The package came together after weeks of behind-the-scenes negotiations and at times tense conversations about funding levels and policy language. Aides said it was on track to reach President Donald Trump’s desk by week’s end. The tentative plan at this stage is for the Senate to go first, likely on Thursday, with the House to follow on Friday, although Hurricane Florence remains a wild card.
The toplines for the three-bill conference report reflect the hard-fought bipartisan deal eliminating austere spending caps for fiscal 2019, the second leg of the two-year budget agreement reached in February. The Military Construction-VA title, the largest of the troika, would provide $98.1 billion overall, including $921 million designated as war-related spending outside of the regular caps, or a 5.8 percent boost over the current year. Energy-Water programs would receive $44.6 billion, a 3.2 percent increase; while the Legislative Branch measure is funded at $4.8 billion, a 2.1 percent increase.
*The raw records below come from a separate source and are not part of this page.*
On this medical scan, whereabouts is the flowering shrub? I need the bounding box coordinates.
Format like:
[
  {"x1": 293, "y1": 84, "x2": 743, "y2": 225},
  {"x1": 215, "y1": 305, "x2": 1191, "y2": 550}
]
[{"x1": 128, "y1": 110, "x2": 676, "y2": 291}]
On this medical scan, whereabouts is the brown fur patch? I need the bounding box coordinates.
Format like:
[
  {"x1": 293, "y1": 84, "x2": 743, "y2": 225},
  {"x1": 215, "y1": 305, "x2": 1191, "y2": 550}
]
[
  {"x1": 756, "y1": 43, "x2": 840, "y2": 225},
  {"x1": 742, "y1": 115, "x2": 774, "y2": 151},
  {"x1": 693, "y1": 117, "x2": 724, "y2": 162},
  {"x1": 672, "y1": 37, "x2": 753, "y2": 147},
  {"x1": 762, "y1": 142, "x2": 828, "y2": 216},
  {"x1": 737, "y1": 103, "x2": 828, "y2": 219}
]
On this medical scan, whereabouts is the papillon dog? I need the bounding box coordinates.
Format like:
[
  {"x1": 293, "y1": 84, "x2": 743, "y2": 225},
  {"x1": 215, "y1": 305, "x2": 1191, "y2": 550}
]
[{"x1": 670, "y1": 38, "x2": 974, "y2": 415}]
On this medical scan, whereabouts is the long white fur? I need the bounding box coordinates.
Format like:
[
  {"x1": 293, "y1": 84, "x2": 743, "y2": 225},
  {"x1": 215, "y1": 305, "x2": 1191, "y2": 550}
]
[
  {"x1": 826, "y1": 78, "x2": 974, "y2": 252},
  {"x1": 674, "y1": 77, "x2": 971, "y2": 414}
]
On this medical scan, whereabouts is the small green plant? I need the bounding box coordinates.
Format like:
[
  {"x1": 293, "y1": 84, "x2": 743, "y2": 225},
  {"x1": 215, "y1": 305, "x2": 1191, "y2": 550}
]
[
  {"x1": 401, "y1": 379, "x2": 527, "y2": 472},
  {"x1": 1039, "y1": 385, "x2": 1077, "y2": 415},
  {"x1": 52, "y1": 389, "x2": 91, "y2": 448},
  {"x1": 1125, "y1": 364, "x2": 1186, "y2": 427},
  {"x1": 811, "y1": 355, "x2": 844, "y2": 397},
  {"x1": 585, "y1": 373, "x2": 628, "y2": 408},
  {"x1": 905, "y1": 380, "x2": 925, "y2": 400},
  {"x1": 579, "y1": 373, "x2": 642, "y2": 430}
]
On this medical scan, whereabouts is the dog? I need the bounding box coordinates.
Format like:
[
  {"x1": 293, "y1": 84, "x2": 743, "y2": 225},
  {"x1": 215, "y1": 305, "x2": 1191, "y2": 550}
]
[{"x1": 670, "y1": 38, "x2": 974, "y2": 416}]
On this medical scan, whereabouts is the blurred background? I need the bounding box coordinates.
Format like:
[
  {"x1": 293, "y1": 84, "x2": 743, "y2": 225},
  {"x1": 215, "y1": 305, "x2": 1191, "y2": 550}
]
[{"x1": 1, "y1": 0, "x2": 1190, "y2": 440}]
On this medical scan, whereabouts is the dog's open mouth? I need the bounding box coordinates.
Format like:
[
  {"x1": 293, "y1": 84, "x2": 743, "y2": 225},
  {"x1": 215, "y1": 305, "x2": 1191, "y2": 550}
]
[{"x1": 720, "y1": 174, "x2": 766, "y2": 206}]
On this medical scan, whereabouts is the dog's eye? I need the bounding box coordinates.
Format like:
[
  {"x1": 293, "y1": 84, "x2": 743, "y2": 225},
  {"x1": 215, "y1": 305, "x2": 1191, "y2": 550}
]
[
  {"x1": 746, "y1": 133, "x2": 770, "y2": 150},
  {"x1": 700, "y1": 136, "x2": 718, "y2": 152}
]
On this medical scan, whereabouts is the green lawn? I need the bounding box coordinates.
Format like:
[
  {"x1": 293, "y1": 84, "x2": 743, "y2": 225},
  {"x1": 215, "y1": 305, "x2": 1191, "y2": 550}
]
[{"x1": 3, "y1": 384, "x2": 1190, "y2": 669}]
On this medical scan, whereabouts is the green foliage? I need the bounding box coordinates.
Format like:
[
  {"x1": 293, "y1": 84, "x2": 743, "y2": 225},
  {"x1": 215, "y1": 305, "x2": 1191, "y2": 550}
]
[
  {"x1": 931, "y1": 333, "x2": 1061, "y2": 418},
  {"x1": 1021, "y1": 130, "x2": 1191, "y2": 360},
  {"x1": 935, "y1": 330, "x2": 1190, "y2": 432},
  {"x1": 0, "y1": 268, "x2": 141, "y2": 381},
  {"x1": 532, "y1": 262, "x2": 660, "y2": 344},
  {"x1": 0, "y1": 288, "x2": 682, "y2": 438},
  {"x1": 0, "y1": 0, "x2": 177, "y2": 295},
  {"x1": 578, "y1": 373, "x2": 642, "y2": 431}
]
Getting three of the 12 annual spending bills signed into law before the new fiscal year begins will be a milestone that Congress hasn’t reached since fiscal 2009. But lawmakers want to possibly get as many as nine of the bills enacted before the end of the month. If they can accomplish that, it’ll be the first time since fiscal 1997 that more than four bills became law before the end of September.